I ran into this problem several times by now: I save some kind of information I need in a class that holds a tuple of data, since the two are connected (e.g. a channel number for my Zotino board and some internal list index with the voltage corresponding to that channel). Outside of the kernel this is no issue, but as soon as I want to access a tuple member in a kernel function, I get the error

<repository>\tests.py:31:15-31:28: error: type (numpy.int32, numpy.int32) is not iterable
        print(self.my_tuple[0])

As an example if I uncomment the last line here, the experiment will not compile:

class GenericTest(EnvExperiment):
    def build(self):
        self.setattr_device("core")
        self.my_tuple = (1, 2)

    def run(self):
        print(self.my_tuple)
        print(self.my_tuple[0])
        self.kernel_run()
        
    @kernel
    def kernel_run(self):
        self.core.reset()
        print(self.my_tuple)
        #print(self.my_tuple[0])

Interestingly (at least to me), the tuple itself poses no issue, just accessing its members. Why is it designed this way? Accessing list members is no problem, as long as the list has a fixed size and I think these two data types are closely related. Of course it is always possible to rewrite the tuple as a list with two elements, but I think it is a nice and natural language construct for a small amount of closely connected variables.

    steine01 Why is it designed this way?
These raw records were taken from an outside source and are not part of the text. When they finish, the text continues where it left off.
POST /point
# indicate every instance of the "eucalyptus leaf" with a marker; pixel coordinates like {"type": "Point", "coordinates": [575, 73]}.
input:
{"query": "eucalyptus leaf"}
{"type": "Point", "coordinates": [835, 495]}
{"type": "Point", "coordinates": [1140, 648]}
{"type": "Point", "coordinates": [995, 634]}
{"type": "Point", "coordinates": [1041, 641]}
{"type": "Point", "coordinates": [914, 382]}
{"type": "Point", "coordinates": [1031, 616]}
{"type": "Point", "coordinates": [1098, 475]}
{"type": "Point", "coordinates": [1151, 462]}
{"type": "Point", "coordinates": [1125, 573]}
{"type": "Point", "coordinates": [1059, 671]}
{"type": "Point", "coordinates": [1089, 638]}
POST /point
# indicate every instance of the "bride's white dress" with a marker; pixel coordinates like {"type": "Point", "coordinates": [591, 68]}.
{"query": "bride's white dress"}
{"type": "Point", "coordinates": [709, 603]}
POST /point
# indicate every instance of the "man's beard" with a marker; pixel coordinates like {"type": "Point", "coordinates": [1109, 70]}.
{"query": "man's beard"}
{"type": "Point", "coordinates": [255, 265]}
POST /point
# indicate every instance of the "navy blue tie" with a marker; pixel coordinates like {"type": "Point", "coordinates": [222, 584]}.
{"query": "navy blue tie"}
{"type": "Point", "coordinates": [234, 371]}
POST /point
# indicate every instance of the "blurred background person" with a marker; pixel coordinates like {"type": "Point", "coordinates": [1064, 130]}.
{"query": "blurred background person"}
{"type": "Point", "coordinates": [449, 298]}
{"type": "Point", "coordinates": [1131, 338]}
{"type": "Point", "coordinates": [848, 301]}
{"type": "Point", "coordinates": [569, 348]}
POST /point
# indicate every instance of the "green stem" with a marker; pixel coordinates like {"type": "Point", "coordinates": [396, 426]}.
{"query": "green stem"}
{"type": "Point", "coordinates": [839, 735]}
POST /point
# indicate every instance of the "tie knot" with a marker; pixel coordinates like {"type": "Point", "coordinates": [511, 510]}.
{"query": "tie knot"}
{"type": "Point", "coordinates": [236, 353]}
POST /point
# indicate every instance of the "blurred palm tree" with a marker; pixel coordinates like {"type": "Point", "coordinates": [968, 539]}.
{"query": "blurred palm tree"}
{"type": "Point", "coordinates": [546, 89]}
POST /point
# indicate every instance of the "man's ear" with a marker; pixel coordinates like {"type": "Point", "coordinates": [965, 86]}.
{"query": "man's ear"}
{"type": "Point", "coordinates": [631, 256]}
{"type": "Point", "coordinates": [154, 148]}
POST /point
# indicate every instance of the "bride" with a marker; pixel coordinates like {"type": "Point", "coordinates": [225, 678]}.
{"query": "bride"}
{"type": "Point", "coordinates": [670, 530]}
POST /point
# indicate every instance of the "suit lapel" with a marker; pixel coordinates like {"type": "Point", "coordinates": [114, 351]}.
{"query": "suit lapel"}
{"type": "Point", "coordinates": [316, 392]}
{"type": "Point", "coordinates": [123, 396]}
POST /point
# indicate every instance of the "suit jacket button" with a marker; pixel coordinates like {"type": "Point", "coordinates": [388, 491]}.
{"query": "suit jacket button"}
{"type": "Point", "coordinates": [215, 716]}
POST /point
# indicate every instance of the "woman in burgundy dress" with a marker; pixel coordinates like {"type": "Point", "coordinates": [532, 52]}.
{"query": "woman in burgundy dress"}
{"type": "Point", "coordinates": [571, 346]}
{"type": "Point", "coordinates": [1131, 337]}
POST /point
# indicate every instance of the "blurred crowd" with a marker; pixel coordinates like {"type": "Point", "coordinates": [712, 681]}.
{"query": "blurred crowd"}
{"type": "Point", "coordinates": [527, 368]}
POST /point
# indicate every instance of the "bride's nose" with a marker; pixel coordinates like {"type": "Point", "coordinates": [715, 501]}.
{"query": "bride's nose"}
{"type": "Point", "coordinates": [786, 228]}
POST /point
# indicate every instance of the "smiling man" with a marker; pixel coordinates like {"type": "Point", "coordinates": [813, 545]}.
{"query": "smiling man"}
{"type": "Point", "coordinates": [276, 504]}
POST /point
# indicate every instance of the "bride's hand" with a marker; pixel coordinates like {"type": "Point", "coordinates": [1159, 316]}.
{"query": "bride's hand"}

    The idea was that tuples, unlike lists, could have different element types. This in turn imposes other type checking restrictions; if you have x = some_tuple[i] then it becomes generally impossible to determine the type of x at compilation time.

    This tuple design probably will change in NAC3.

    Thank you for the quick reply. I see, then I will stick to the short lists instead of tuples for these use cases.

    2 months later

    Note that deconstructing the tuple (a, b = self.my_tuple) works even on the current compiler. This might or might not be enough for your use case, of course.